Conclusions: NCBI BLASTp showed many hits with many known bacteria to have the same protein meaning there are similarities between them.

Future work: Test to see if these hits have the same start sequences. Find a database that can allow the manipulation of the starts to see if the change of the start site of the tape measure protein has an effect on the shape of the protein. See if there is a correlation between the starts and why certain proteins prefer this start sequence rather than the other two start sequences.

Rationale: Develop multiple questions that are testable for the final project.

Procedure: Got into groups and ideas were generated fro question topics. Everyone decided what topics the group had the most interest in. Four questions were generated and the questions were submitted to Canvas.

Results: Image shows the four questions that were generated.

Conclusions: Four questions were generated and three of the four could be potential research topics that could support the class poster.

Future work: Decide on the final question and start independent research.

Rationale: In groups, finish the final posters In-Silico results and become familiar with the new databases that would help with the independent research project.

Procedure: Groups from 3/18 worked to finish the In-Silico results, and the results were finished. In groups, each member looked at each module to help form some start to a testable research project. Group explored the bacteriophages genomics databases, and the databases helped narrow potential research question.

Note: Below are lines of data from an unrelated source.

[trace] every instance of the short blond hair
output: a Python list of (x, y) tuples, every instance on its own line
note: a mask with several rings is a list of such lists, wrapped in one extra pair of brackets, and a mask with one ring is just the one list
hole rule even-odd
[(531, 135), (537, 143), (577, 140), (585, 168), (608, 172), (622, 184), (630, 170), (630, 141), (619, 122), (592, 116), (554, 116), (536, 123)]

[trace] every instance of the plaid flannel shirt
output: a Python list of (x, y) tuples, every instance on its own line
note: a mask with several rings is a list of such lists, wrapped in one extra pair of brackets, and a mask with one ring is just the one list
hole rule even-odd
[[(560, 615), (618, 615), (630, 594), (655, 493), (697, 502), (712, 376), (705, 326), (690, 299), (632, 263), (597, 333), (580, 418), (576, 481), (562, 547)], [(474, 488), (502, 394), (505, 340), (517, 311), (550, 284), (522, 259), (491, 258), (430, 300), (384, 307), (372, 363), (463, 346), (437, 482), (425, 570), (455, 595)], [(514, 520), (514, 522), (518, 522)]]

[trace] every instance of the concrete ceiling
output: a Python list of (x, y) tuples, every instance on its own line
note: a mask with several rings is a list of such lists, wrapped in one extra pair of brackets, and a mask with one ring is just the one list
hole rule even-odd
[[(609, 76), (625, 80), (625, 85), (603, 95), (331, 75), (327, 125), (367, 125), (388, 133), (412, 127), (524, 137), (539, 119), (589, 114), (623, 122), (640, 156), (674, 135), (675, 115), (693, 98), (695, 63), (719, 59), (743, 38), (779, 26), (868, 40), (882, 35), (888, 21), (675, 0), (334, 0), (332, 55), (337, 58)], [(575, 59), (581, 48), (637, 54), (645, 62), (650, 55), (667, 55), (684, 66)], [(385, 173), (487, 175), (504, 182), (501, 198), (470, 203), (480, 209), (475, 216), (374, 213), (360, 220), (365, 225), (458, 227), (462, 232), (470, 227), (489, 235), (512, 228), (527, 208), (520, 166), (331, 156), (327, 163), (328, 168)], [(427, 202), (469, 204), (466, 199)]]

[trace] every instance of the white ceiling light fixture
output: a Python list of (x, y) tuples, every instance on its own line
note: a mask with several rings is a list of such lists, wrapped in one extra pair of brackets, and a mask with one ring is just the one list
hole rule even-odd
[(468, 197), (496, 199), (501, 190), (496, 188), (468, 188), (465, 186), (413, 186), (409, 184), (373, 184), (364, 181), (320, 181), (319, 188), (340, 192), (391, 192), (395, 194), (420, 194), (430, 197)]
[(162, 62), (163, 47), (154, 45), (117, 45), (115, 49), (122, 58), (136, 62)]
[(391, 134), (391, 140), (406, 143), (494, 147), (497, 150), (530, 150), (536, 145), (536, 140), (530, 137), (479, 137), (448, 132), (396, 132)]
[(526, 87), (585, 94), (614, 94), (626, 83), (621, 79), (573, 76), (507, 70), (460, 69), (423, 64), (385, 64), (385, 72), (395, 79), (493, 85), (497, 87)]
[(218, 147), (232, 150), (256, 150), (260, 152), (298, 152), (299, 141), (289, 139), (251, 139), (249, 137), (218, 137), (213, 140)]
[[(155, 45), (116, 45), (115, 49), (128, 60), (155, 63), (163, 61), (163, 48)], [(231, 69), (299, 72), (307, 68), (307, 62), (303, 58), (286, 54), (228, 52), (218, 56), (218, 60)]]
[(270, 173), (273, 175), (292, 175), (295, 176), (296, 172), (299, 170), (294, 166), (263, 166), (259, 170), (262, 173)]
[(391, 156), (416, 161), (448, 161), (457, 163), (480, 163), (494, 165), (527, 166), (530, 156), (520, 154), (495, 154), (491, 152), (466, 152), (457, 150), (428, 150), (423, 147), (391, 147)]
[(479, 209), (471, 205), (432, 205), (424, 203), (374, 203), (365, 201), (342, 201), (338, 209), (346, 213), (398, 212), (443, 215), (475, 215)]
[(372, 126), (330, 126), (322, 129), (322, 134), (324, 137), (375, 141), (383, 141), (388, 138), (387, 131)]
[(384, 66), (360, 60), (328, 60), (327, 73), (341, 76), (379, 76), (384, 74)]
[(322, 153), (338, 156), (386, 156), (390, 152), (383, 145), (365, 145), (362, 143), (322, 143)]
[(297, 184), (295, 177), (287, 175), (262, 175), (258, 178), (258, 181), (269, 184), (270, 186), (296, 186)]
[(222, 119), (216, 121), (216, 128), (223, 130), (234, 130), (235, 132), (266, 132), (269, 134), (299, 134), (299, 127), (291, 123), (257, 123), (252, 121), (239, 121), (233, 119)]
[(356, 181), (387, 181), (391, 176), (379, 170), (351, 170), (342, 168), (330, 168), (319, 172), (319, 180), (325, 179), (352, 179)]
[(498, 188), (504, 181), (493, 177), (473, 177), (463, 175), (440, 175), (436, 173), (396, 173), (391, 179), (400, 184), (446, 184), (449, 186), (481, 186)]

Results: Two topics were taken into consideration for a testable question that the group could further expand on.

Conclusions: Further analyzations need to be made in order to form two testable research questions for Monday’s lab. Other outside sources need to be brought in to help target the question. Potential independent research topic could compare the start site preferences of NapoleonB with other phages in AM cluster and the preferred ribosome binding sites could help bring other questions as well.

Future work: Poster will be updated to ensure the poster is ready for URSA. Form two testable questions that would help kick start independent research.